We didn’t and when we landed –next to Messi’s huge jet- they placed me in an ambulance, the medical version of a Rolls Royce Silver Phantom. I slept all the way to the hospital.


When we arrived I thought I was in a hospital in St. Gallen.

I was placed in a special unit, 5 people appeared. Within minutes they had ran tests, hooked me to a last-generation monitor and got the IV in. Close to midnight my sister’s GP, who had organized the whole thing, appeared to check on me; a dapper figure dressed in a beautifully cut grey jacket. I slept for an uninterrupted 9 hours.




The next morning they came for what I thought would be more tests. Instead I was wheeled directly into the operating room, several people already inside in front of a humongous screen. They inserted a catheter into my femoral artery. It didn’t hurt. I was awake the whole time.


“Yep. There it is; 99.9% blockage”. I asked the guy nearest me “Are you the doctor? What are you going to do?” “Who said I was a doctor?” (Oh boy. What now?) “I am an artist” And so he was too: an artist, a cowboy and a Formula One driver.


Also a terrible and terrific flirt. Kept asking me why I had married a Belgian guy. Midway through the procedure I got cheeky, “I know Doc what you are trying to do. You want to distract me and make me forget you are going into my heart”.

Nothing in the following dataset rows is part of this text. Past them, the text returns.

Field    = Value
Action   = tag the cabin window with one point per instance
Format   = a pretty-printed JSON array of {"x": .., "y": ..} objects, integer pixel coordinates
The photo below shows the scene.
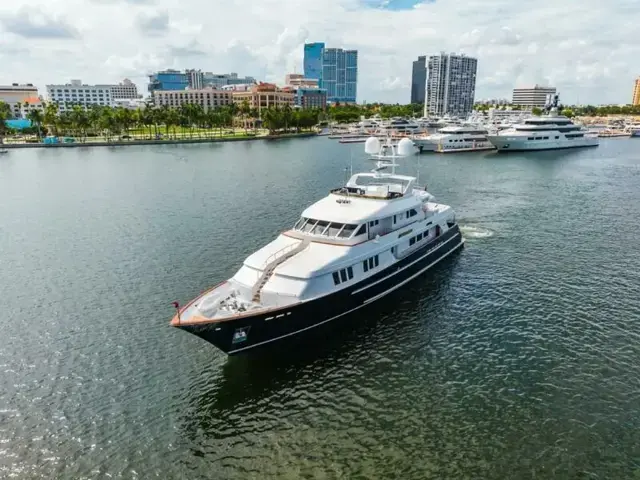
[
  {"x": 319, "y": 227},
  {"x": 347, "y": 230},
  {"x": 343, "y": 275},
  {"x": 334, "y": 229},
  {"x": 361, "y": 230},
  {"x": 309, "y": 225}
]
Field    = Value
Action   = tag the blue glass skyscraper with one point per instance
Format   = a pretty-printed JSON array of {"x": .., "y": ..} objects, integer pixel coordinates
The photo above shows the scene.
[
  {"x": 335, "y": 69},
  {"x": 312, "y": 63}
]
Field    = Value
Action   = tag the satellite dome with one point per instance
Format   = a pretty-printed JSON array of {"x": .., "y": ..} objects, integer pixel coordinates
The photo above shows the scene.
[
  {"x": 405, "y": 147},
  {"x": 372, "y": 146}
]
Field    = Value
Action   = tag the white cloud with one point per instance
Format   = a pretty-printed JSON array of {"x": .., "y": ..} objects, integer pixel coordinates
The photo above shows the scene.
[{"x": 587, "y": 48}]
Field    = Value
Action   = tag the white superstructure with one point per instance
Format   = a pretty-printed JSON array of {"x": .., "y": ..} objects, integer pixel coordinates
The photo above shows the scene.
[
  {"x": 340, "y": 240},
  {"x": 399, "y": 125},
  {"x": 467, "y": 137},
  {"x": 547, "y": 132}
]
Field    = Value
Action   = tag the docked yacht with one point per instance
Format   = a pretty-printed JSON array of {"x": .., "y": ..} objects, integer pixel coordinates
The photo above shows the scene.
[
  {"x": 547, "y": 132},
  {"x": 464, "y": 138},
  {"x": 366, "y": 126},
  {"x": 399, "y": 125},
  {"x": 358, "y": 244}
]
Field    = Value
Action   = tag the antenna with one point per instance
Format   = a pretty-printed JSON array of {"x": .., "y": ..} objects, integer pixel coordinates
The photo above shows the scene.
[{"x": 351, "y": 164}]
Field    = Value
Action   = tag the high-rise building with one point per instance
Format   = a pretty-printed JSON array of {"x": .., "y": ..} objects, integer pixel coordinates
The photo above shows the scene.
[
  {"x": 299, "y": 80},
  {"x": 340, "y": 74},
  {"x": 636, "y": 93},
  {"x": 335, "y": 69},
  {"x": 17, "y": 96},
  {"x": 168, "y": 80},
  {"x": 77, "y": 93},
  {"x": 126, "y": 90},
  {"x": 307, "y": 92},
  {"x": 312, "y": 63},
  {"x": 535, "y": 96},
  {"x": 451, "y": 84},
  {"x": 218, "y": 80},
  {"x": 195, "y": 79},
  {"x": 419, "y": 80}
]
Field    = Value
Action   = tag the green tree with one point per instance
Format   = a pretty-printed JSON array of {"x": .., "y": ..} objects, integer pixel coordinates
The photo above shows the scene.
[
  {"x": 5, "y": 114},
  {"x": 36, "y": 117}
]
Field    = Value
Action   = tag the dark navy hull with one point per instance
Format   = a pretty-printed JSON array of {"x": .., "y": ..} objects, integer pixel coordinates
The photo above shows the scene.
[{"x": 246, "y": 333}]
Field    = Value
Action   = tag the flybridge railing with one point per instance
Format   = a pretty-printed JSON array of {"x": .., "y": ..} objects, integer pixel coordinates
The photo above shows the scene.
[{"x": 283, "y": 251}]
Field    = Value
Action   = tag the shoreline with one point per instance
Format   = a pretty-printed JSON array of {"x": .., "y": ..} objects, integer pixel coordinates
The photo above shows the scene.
[{"x": 126, "y": 143}]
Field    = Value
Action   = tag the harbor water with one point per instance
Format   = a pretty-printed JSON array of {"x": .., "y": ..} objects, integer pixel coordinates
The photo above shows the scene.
[{"x": 517, "y": 358}]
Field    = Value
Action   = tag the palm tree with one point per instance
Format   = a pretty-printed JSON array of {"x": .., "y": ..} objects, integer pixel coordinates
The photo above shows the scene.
[
  {"x": 36, "y": 117},
  {"x": 80, "y": 120},
  {"x": 245, "y": 111},
  {"x": 5, "y": 114},
  {"x": 51, "y": 110}
]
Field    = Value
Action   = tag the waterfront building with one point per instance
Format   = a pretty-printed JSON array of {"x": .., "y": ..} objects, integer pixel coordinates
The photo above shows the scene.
[
  {"x": 536, "y": 96},
  {"x": 310, "y": 97},
  {"x": 130, "y": 103},
  {"x": 451, "y": 84},
  {"x": 264, "y": 95},
  {"x": 195, "y": 78},
  {"x": 218, "y": 80},
  {"x": 241, "y": 87},
  {"x": 208, "y": 98},
  {"x": 77, "y": 93},
  {"x": 16, "y": 95},
  {"x": 299, "y": 80},
  {"x": 419, "y": 80},
  {"x": 126, "y": 90},
  {"x": 306, "y": 90},
  {"x": 168, "y": 80}
]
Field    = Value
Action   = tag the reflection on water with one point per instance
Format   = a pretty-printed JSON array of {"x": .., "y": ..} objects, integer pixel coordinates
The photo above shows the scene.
[{"x": 517, "y": 358}]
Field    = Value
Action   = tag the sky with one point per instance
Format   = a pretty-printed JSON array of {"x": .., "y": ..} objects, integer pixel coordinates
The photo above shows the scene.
[{"x": 588, "y": 49}]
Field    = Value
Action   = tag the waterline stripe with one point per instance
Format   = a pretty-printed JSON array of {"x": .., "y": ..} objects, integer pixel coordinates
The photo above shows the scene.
[
  {"x": 353, "y": 309},
  {"x": 406, "y": 266}
]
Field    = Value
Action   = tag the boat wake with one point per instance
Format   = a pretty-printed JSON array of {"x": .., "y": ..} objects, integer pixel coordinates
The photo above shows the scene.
[{"x": 469, "y": 231}]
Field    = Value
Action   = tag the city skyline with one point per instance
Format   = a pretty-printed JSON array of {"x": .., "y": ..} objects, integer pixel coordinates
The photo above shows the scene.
[
  {"x": 451, "y": 84},
  {"x": 55, "y": 41},
  {"x": 335, "y": 69}
]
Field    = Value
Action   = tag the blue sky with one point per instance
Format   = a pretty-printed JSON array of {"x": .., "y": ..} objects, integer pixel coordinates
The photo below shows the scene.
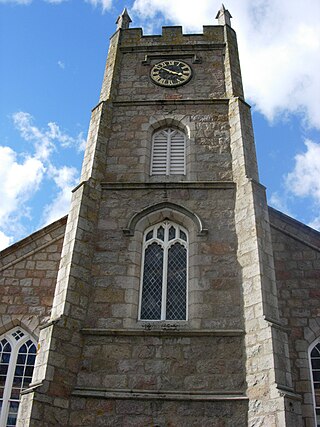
[{"x": 52, "y": 55}]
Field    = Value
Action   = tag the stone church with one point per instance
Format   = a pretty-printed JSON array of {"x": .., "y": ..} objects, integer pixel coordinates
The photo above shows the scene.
[{"x": 171, "y": 295}]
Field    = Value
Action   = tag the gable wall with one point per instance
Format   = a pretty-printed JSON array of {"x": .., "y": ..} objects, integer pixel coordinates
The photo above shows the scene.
[
  {"x": 297, "y": 264},
  {"x": 28, "y": 273}
]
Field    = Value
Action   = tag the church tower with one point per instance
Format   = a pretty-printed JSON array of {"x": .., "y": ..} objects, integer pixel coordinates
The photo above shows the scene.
[{"x": 165, "y": 311}]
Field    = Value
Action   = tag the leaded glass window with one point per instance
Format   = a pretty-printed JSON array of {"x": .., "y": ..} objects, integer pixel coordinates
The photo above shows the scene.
[
  {"x": 164, "y": 273},
  {"x": 315, "y": 367},
  {"x": 168, "y": 152},
  {"x": 17, "y": 358}
]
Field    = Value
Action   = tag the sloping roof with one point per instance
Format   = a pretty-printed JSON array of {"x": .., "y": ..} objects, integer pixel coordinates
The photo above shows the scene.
[{"x": 294, "y": 229}]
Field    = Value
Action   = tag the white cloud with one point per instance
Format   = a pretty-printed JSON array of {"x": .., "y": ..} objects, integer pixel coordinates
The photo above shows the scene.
[
  {"x": 279, "y": 201},
  {"x": 279, "y": 48},
  {"x": 304, "y": 180},
  {"x": 45, "y": 140},
  {"x": 23, "y": 174},
  {"x": 65, "y": 178},
  {"x": 19, "y": 181},
  {"x": 105, "y": 4}
]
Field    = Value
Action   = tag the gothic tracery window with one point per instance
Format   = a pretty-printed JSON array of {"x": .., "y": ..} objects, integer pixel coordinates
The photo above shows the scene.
[
  {"x": 168, "y": 152},
  {"x": 17, "y": 358},
  {"x": 315, "y": 368},
  {"x": 164, "y": 273}
]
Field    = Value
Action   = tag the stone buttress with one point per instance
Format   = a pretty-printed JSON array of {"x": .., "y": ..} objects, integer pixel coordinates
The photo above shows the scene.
[{"x": 227, "y": 363}]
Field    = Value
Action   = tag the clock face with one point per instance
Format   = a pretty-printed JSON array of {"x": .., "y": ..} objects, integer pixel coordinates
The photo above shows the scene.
[{"x": 171, "y": 73}]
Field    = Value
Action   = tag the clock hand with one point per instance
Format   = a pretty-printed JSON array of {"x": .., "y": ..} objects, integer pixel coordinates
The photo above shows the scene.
[{"x": 171, "y": 71}]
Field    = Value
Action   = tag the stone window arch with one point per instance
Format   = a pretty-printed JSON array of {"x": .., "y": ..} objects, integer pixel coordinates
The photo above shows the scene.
[
  {"x": 164, "y": 272},
  {"x": 168, "y": 154},
  {"x": 17, "y": 359},
  {"x": 314, "y": 358}
]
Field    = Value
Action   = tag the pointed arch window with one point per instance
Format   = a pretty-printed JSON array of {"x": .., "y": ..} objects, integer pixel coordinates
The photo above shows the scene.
[
  {"x": 315, "y": 370},
  {"x": 168, "y": 152},
  {"x": 164, "y": 273},
  {"x": 17, "y": 358}
]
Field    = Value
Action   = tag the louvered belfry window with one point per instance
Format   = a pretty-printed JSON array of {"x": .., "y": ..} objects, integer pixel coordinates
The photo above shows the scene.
[
  {"x": 168, "y": 152},
  {"x": 164, "y": 273}
]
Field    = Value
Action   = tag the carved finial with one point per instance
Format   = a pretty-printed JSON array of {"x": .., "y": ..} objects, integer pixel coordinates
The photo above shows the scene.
[
  {"x": 123, "y": 20},
  {"x": 223, "y": 16}
]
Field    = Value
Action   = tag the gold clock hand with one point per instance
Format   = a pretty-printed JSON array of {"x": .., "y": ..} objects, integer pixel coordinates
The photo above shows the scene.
[{"x": 171, "y": 71}]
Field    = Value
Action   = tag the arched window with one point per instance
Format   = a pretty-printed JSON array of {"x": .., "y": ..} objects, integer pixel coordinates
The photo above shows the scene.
[
  {"x": 168, "y": 152},
  {"x": 17, "y": 357},
  {"x": 164, "y": 273},
  {"x": 315, "y": 368}
]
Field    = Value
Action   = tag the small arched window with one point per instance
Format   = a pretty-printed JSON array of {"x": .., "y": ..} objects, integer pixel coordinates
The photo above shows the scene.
[
  {"x": 164, "y": 273},
  {"x": 168, "y": 152},
  {"x": 17, "y": 358},
  {"x": 315, "y": 368}
]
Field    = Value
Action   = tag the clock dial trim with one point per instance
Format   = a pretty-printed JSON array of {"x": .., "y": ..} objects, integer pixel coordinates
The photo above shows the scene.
[{"x": 171, "y": 73}]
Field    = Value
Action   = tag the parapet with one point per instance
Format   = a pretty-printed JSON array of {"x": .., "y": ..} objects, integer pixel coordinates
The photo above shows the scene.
[{"x": 172, "y": 35}]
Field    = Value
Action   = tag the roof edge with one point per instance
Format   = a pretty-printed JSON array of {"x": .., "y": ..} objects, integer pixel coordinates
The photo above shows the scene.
[
  {"x": 294, "y": 228},
  {"x": 34, "y": 236}
]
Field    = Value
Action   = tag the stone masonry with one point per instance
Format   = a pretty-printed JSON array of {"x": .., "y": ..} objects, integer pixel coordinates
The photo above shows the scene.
[{"x": 241, "y": 356}]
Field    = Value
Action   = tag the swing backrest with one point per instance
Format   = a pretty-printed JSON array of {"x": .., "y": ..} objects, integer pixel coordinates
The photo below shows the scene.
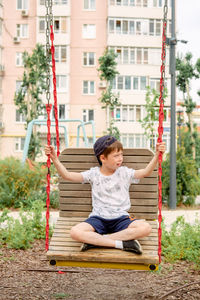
[{"x": 75, "y": 198}]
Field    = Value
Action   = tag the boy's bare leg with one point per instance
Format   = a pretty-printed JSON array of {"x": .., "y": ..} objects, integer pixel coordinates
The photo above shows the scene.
[
  {"x": 84, "y": 232},
  {"x": 137, "y": 229}
]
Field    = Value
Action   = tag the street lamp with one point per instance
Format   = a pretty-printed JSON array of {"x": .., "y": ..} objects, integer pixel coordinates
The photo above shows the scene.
[{"x": 179, "y": 124}]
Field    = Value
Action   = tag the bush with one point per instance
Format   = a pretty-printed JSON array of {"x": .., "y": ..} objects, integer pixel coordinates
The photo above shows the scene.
[
  {"x": 187, "y": 180},
  {"x": 20, "y": 233},
  {"x": 21, "y": 186},
  {"x": 182, "y": 241}
]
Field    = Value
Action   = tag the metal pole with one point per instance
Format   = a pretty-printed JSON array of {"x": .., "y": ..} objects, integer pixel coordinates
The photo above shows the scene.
[{"x": 172, "y": 200}]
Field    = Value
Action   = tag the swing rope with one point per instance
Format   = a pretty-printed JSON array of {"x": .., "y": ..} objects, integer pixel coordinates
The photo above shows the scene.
[
  {"x": 50, "y": 52},
  {"x": 160, "y": 127}
]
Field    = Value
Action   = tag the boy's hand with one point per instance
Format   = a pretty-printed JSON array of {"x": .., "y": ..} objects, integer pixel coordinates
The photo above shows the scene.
[
  {"x": 49, "y": 150},
  {"x": 160, "y": 147}
]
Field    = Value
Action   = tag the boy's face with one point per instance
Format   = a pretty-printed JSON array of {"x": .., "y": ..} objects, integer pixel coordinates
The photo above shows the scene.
[{"x": 113, "y": 160}]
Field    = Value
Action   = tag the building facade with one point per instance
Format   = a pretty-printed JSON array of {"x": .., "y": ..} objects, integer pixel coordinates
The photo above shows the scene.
[{"x": 82, "y": 31}]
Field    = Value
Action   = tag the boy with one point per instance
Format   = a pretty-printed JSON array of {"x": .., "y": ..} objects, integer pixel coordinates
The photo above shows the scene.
[{"x": 109, "y": 224}]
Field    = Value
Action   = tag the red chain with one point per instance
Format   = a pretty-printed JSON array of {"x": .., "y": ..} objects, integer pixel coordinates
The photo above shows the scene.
[
  {"x": 160, "y": 129},
  {"x": 48, "y": 109},
  {"x": 54, "y": 89}
]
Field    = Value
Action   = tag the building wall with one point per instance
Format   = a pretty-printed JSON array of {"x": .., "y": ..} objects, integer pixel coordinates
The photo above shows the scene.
[
  {"x": 79, "y": 72},
  {"x": 11, "y": 17},
  {"x": 71, "y": 96}
]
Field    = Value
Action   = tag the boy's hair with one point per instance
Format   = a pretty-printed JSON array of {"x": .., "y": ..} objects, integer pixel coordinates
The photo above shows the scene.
[
  {"x": 114, "y": 146},
  {"x": 105, "y": 145}
]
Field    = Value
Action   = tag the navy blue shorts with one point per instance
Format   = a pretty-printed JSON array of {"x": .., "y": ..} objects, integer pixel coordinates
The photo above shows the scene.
[{"x": 104, "y": 226}]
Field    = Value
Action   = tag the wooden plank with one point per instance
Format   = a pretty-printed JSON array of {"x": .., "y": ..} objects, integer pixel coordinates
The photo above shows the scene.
[
  {"x": 135, "y": 202},
  {"x": 68, "y": 186},
  {"x": 93, "y": 257},
  {"x": 92, "y": 159},
  {"x": 87, "y": 165},
  {"x": 152, "y": 179},
  {"x": 87, "y": 194},
  {"x": 90, "y": 151},
  {"x": 64, "y": 221},
  {"x": 87, "y": 208},
  {"x": 147, "y": 216}
]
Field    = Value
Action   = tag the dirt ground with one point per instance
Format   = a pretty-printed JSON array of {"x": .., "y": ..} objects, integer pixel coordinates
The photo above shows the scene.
[{"x": 28, "y": 275}]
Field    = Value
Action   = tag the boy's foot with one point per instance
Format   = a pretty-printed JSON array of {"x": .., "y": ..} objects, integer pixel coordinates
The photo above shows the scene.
[
  {"x": 85, "y": 247},
  {"x": 132, "y": 246}
]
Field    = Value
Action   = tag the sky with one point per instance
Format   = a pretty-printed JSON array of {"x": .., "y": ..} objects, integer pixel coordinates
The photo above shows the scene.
[{"x": 188, "y": 28}]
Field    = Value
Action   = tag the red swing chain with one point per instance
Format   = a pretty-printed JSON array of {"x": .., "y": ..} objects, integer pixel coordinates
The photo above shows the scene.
[
  {"x": 50, "y": 50},
  {"x": 160, "y": 127}
]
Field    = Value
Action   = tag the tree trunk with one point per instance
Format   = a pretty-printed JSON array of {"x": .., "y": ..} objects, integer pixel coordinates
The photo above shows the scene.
[{"x": 190, "y": 123}]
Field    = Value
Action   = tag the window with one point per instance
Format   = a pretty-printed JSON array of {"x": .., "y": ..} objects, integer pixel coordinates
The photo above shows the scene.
[
  {"x": 60, "y": 53},
  {"x": 127, "y": 82},
  {"x": 42, "y": 25},
  {"x": 88, "y": 115},
  {"x": 19, "y": 59},
  {"x": 18, "y": 86},
  {"x": 134, "y": 140},
  {"x": 143, "y": 82},
  {"x": 61, "y": 115},
  {"x": 155, "y": 84},
  {"x": 60, "y": 24},
  {"x": 22, "y": 30},
  {"x": 88, "y": 58},
  {"x": 61, "y": 83},
  {"x": 89, "y": 31},
  {"x": 128, "y": 113},
  {"x": 135, "y": 83},
  {"x": 130, "y": 83},
  {"x": 19, "y": 117},
  {"x": 155, "y": 56},
  {"x": 138, "y": 113},
  {"x": 88, "y": 87},
  {"x": 22, "y": 4},
  {"x": 61, "y": 112},
  {"x": 90, "y": 4},
  {"x": 57, "y": 2},
  {"x": 19, "y": 144}
]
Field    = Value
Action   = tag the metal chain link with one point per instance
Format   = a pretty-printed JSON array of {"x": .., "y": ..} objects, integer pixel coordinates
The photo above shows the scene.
[
  {"x": 160, "y": 127},
  {"x": 49, "y": 21}
]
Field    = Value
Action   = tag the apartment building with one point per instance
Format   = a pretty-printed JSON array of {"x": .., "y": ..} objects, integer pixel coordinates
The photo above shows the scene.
[
  {"x": 82, "y": 31},
  {"x": 1, "y": 71}
]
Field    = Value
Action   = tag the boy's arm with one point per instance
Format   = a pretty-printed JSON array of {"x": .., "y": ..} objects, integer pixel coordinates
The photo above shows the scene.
[
  {"x": 69, "y": 176},
  {"x": 160, "y": 147}
]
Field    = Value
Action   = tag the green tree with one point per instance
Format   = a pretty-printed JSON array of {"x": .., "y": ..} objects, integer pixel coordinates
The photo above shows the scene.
[
  {"x": 109, "y": 100},
  {"x": 187, "y": 182},
  {"x": 186, "y": 72},
  {"x": 152, "y": 113},
  {"x": 28, "y": 98}
]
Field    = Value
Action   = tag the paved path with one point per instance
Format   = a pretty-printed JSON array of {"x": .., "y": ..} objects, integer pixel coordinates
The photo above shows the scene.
[{"x": 168, "y": 215}]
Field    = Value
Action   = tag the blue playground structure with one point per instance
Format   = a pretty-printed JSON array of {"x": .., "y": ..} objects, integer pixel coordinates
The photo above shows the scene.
[{"x": 44, "y": 123}]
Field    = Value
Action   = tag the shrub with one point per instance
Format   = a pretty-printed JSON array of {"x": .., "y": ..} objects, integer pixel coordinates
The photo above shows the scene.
[
  {"x": 187, "y": 182},
  {"x": 21, "y": 186},
  {"x": 20, "y": 233},
  {"x": 182, "y": 241}
]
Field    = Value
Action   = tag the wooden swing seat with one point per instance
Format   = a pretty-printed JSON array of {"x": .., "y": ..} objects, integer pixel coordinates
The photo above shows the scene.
[{"x": 75, "y": 206}]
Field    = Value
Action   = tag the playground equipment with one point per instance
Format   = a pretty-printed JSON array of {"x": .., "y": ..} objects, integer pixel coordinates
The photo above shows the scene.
[{"x": 44, "y": 122}]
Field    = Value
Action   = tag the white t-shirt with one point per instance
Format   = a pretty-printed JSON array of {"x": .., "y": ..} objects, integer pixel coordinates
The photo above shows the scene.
[{"x": 110, "y": 194}]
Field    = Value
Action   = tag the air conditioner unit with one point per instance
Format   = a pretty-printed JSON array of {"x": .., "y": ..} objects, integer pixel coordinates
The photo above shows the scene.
[
  {"x": 16, "y": 39},
  {"x": 25, "y": 13},
  {"x": 2, "y": 68},
  {"x": 102, "y": 84}
]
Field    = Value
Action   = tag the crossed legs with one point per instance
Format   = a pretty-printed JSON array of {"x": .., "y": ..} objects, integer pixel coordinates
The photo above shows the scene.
[{"x": 85, "y": 233}]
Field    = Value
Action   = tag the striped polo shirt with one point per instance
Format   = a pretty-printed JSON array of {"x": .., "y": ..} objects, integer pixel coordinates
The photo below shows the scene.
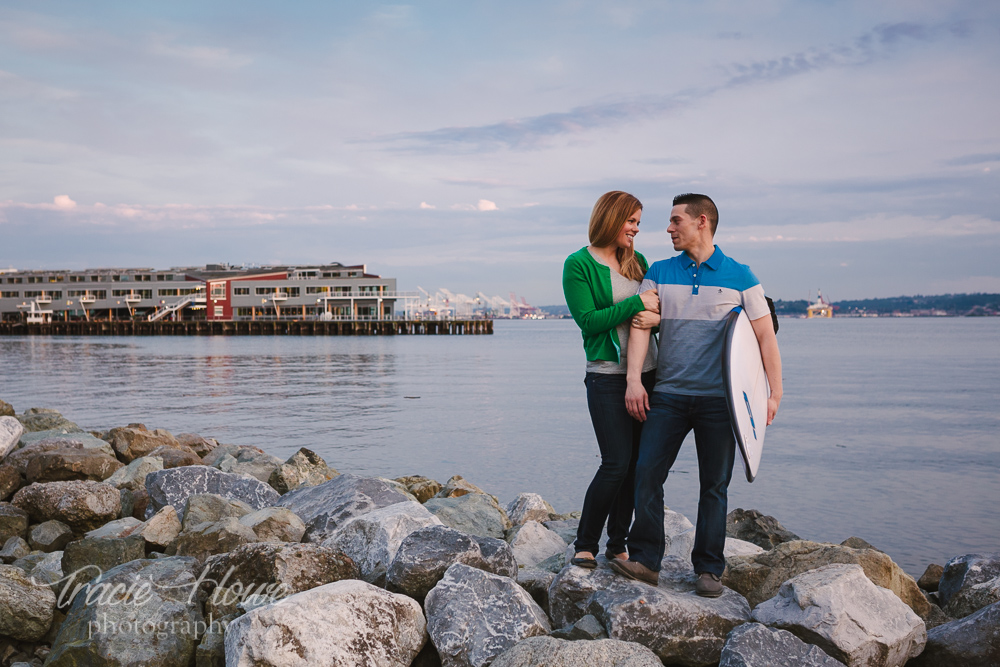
[{"x": 694, "y": 303}]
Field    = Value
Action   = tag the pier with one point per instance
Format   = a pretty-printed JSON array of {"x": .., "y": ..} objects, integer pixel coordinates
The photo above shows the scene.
[{"x": 251, "y": 328}]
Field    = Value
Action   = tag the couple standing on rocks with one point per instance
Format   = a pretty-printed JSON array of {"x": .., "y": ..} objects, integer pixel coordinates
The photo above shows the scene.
[{"x": 644, "y": 399}]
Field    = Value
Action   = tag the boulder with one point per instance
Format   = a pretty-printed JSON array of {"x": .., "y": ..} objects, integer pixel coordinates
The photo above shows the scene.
[
  {"x": 211, "y": 507},
  {"x": 175, "y": 457},
  {"x": 532, "y": 543},
  {"x": 960, "y": 578},
  {"x": 758, "y": 577},
  {"x": 26, "y": 609},
  {"x": 422, "y": 488},
  {"x": 50, "y": 536},
  {"x": 158, "y": 626},
  {"x": 679, "y": 626},
  {"x": 303, "y": 468},
  {"x": 973, "y": 641},
  {"x": 472, "y": 513},
  {"x": 275, "y": 524},
  {"x": 175, "y": 486},
  {"x": 44, "y": 419},
  {"x": 838, "y": 608},
  {"x": 81, "y": 504},
  {"x": 426, "y": 553},
  {"x": 10, "y": 480},
  {"x": 760, "y": 529},
  {"x": 275, "y": 569},
  {"x": 931, "y": 577},
  {"x": 14, "y": 548},
  {"x": 133, "y": 476},
  {"x": 10, "y": 434},
  {"x": 372, "y": 539},
  {"x": 161, "y": 530},
  {"x": 135, "y": 441},
  {"x": 347, "y": 623},
  {"x": 756, "y": 645},
  {"x": 529, "y": 507},
  {"x": 71, "y": 463},
  {"x": 325, "y": 506},
  {"x": 474, "y": 616},
  {"x": 551, "y": 652},
  {"x": 207, "y": 539},
  {"x": 13, "y": 522}
]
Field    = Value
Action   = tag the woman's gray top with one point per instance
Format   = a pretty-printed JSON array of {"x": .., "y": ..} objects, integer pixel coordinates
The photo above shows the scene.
[{"x": 621, "y": 288}]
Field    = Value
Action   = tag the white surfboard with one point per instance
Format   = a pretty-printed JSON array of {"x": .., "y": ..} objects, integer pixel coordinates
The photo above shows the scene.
[{"x": 746, "y": 389}]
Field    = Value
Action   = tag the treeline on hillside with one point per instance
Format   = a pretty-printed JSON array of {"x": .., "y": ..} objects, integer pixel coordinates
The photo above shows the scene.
[{"x": 956, "y": 304}]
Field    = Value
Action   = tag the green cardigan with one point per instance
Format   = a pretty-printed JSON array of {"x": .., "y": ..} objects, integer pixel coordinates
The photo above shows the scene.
[{"x": 587, "y": 286}]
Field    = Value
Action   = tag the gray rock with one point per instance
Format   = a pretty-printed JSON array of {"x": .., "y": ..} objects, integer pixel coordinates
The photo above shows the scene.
[
  {"x": 44, "y": 419},
  {"x": 587, "y": 628},
  {"x": 529, "y": 507},
  {"x": 303, "y": 468},
  {"x": 537, "y": 583},
  {"x": 26, "y": 609},
  {"x": 760, "y": 529},
  {"x": 973, "y": 641},
  {"x": 552, "y": 652},
  {"x": 678, "y": 625},
  {"x": 473, "y": 513},
  {"x": 210, "y": 508},
  {"x": 372, "y": 539},
  {"x": 961, "y": 574},
  {"x": 425, "y": 554},
  {"x": 564, "y": 528},
  {"x": 72, "y": 463},
  {"x": 474, "y": 616},
  {"x": 532, "y": 543},
  {"x": 10, "y": 434},
  {"x": 14, "y": 548},
  {"x": 82, "y": 505},
  {"x": 275, "y": 524},
  {"x": 325, "y": 506},
  {"x": 159, "y": 629},
  {"x": 13, "y": 522},
  {"x": 347, "y": 623},
  {"x": 275, "y": 569},
  {"x": 207, "y": 539},
  {"x": 837, "y": 608},
  {"x": 756, "y": 645},
  {"x": 175, "y": 486}
]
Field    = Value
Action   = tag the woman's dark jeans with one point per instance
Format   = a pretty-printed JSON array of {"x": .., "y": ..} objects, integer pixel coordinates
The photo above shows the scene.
[{"x": 611, "y": 495}]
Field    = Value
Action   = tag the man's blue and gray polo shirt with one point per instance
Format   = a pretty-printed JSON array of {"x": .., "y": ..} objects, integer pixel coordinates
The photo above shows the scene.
[{"x": 694, "y": 303}]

He beamed a smile and we became fast friends.


He went in and repaired the artery known as The Widow Maker. Later I learned that even with a 95% blockage, if the Widow is not dealt with quickly, you don't make it.

Two days later they sent me home to my sister’s. The first days I welled up all the time; I understand this often happens when someone touches your heart.


People have asked me if the experience has changed my perception of God; the question is too personal to answer. But I do know that every day angels roam the Earth helping people like me. On the road to recovery I met the seven angels who saved my life.


Can you find them?


Today marks one month from the day I began the rest of my life.